L a euforia de laicos, islamistas y coptos unidos que siguió a la caída del régimen de Hosni Mubarak parece muy lejana. Los sueños de los revolucionarios egipcios de una vida mejor se han truncado bañados de sangre. La primavera árabe languidece, y los que nunca creyeron en ella se frotan las manos.
Egipto está ahora en el punto de partida de hace dos años: estado de emergencia y los Hermanos Musulmanes en ciernes de ser ilegalizados. Pero ¿cuál ha sido el error? Muchos y variados, tanto de los islamistas como de la oposición, pero sobre todo por el afán de los militares de seguir en el poder. En el 2011 ya sacrificaron a Mubarak, en un golpe blando agitado por los gritos de la plaza Tahrir, cuando vieron que era la única manera de mantener su estatus y seguir controlando un imperio económico responsable del 40 % del PIB.

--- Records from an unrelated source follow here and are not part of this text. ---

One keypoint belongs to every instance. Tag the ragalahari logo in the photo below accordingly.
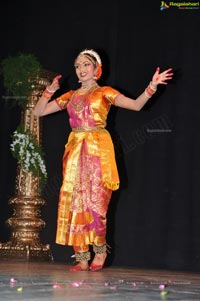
(179, 5)
(164, 5)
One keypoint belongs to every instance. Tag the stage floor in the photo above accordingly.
(45, 281)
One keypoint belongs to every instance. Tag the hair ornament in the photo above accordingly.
(92, 53)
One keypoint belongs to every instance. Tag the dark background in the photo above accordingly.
(153, 220)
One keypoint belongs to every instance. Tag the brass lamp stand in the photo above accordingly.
(25, 222)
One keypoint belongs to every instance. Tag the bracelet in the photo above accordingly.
(46, 95)
(147, 94)
(50, 91)
(150, 91)
(152, 86)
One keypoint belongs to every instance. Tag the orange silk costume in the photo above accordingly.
(89, 169)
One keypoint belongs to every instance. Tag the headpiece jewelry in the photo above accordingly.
(92, 53)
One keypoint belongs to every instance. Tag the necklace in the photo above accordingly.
(78, 106)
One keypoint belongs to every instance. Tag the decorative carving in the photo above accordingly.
(26, 223)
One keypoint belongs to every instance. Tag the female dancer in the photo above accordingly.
(89, 168)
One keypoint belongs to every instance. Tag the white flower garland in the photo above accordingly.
(28, 153)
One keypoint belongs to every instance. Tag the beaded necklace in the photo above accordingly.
(79, 105)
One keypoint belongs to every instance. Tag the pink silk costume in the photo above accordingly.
(89, 169)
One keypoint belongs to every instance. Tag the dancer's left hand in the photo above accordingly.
(160, 78)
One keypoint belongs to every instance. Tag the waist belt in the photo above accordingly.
(87, 128)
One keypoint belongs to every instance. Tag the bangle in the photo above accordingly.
(152, 86)
(46, 95)
(147, 94)
(150, 91)
(50, 91)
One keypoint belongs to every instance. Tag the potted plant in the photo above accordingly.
(20, 73)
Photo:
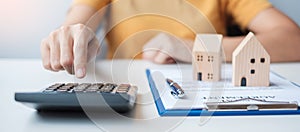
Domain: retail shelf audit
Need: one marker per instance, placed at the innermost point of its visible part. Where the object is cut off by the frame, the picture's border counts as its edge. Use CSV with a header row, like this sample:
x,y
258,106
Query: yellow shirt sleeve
x,y
243,11
97,4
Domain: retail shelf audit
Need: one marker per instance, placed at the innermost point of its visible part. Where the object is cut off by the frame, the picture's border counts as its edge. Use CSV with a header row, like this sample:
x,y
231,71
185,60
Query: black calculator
x,y
81,96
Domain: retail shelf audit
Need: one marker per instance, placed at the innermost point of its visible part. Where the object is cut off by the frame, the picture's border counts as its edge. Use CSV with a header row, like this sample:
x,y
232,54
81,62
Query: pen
x,y
176,89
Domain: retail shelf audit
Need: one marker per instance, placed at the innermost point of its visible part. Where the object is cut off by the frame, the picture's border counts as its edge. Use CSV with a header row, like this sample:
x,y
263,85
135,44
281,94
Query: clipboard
x,y
229,108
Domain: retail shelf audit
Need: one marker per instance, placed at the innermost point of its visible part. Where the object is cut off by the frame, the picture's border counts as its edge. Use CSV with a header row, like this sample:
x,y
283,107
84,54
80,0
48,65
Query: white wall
x,y
23,23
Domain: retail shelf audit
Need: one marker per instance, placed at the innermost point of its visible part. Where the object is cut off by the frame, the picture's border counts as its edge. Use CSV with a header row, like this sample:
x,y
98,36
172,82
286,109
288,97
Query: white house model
x,y
251,63
207,57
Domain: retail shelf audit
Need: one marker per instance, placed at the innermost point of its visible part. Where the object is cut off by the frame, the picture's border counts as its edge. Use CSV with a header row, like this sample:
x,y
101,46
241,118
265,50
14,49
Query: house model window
x,y
208,66
250,50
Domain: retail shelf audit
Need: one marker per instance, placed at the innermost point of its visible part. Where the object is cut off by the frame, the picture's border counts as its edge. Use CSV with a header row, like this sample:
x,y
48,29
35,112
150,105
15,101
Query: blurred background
x,y
24,23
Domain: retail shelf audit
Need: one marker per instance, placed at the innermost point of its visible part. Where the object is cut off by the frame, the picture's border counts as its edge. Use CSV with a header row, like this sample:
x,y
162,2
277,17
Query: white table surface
x,y
28,75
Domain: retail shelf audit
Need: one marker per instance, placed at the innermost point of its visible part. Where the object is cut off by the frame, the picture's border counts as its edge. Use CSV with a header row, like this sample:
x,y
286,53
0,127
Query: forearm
x,y
83,14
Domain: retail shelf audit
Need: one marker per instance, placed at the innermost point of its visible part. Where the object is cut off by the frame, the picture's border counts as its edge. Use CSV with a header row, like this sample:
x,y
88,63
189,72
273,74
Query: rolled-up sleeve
x,y
244,11
97,4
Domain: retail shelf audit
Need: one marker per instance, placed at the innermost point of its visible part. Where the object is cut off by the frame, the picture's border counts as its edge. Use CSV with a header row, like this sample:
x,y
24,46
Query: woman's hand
x,y
69,48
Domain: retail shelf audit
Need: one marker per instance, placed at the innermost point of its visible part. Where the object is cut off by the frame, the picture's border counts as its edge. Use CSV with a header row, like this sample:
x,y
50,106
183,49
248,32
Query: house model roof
x,y
250,43
208,43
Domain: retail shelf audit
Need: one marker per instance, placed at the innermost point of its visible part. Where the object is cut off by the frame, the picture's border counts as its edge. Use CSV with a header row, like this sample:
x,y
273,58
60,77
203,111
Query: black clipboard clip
x,y
263,104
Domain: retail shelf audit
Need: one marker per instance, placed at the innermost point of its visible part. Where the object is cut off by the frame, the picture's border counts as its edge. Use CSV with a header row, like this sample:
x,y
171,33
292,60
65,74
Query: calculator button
x,y
67,86
108,87
93,88
81,87
123,88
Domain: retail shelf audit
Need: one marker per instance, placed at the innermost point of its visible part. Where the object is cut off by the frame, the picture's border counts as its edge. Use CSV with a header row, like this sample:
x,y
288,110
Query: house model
x,y
251,63
207,57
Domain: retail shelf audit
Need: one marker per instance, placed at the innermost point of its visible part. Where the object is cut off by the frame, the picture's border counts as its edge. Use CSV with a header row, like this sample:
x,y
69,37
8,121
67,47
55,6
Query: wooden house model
x,y
251,63
207,57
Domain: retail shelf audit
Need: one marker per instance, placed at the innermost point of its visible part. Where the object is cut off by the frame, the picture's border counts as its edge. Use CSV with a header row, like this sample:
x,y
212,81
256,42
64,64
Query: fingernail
x,y
80,73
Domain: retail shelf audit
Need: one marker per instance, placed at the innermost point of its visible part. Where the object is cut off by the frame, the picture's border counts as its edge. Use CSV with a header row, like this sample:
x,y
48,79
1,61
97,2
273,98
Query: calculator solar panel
x,y
74,97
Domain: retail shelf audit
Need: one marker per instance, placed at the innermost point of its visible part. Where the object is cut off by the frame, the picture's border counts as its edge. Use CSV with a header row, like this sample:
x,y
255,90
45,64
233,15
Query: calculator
x,y
78,97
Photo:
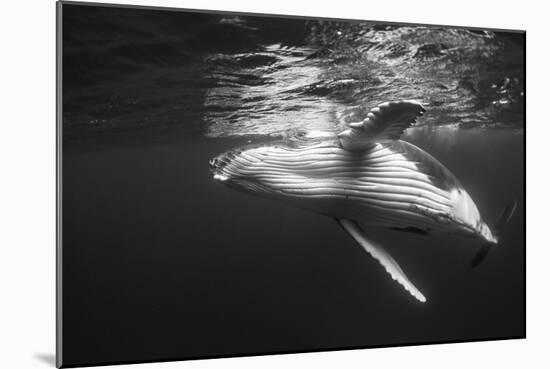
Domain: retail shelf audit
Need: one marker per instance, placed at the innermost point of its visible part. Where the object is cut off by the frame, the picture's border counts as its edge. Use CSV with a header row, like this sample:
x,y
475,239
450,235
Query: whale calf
x,y
363,175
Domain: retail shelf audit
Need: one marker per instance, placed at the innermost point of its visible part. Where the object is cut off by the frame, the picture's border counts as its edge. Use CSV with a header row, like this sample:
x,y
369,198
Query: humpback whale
x,y
364,175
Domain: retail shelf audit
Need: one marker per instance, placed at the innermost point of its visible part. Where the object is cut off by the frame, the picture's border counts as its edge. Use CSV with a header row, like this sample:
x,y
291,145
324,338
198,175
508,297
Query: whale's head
x,y
465,213
238,169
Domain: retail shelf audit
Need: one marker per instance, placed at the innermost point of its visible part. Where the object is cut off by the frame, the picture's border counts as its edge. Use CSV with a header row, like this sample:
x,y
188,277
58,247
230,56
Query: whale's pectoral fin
x,y
385,122
380,254
501,223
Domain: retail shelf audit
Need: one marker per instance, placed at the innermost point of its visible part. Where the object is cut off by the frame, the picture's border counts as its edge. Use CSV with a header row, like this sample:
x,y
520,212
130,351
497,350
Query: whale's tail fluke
x,y
502,221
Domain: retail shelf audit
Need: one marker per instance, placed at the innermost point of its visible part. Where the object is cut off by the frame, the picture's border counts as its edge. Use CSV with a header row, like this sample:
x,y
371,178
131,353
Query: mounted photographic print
x,y
242,184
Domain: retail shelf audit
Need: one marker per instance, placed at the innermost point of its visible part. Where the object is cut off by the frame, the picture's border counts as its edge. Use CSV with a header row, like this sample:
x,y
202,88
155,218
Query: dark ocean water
x,y
161,262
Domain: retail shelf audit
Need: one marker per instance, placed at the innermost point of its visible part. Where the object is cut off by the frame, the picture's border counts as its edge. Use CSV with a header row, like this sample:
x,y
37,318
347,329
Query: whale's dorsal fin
x,y
385,122
383,257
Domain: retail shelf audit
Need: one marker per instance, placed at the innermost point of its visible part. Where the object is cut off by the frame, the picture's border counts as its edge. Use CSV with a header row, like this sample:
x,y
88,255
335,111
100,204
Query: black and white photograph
x,y
235,184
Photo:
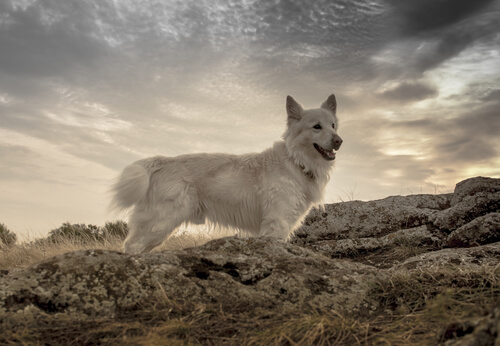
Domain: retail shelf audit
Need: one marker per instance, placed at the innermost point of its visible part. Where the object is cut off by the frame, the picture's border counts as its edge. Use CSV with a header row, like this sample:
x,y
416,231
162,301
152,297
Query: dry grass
x,y
35,251
416,309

La estrategia ahora es demonizar a los islamistas y convertirlos en terroristas. Dos años después, la oposición laica está dividida en su apoyo al Ejército. Los coptos apoyando al régimen ante los incendios que devoran sus iglesias, y los islamista manteniendo su desafío. Una deriva letal en un Oriente Medio donde nada es lo que parece.